The test could not proceed further as to the first recovery-experiments after preparation of the buffered solutions of the test substance. In spite of trying 4 different co-solvents to increase dissolution of the test item in the buffer solutions all the resulting solutions were too dilute to be detectable by analytics based on HPLC/UV-Vis-spectroscopy after chemical dirivatisation (LOQ about 0.007 µg/mL).
Therefore, solubility of the test item in bufferd solutions is far too low to allow for testing of the potential for hydroyltic degradation.

Executive summary:

The intended hydrolysis determination of the test item at different pH values was based an the OECD Guideline No. 111, "Hydrolysis as a Function of pH"; adopted May 12, 1981 and an the EEC Directive 92/69, Section C.7, "Abiotic Degradation: Hydrolysis as a Function of pH", L383 A, December 1992.

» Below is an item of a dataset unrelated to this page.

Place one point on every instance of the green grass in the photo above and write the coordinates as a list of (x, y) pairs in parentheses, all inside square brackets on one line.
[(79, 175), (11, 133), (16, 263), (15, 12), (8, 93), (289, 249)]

The solubility of the test item in the buffer solutions pH 4.0, pH 7.0 and pH 9.0 was very low. lt was not possible to increase the solubility of the test item with the use of different solubilizers (Acetonitrile, dimethyl formamide, methanol and tetrahydrofurane). Peaks obtained, if any, were too small to allow quantification or even to follow a degradation curve.

According to the EEC Directive 92/69, Section C.7, the method is applicable only to water soluble substances. The test item shows no significant solubility in the different solvent systems. Therefore, no further testing could be performed with the test item at pH 4.0, pH 7.0 and pH 9.0.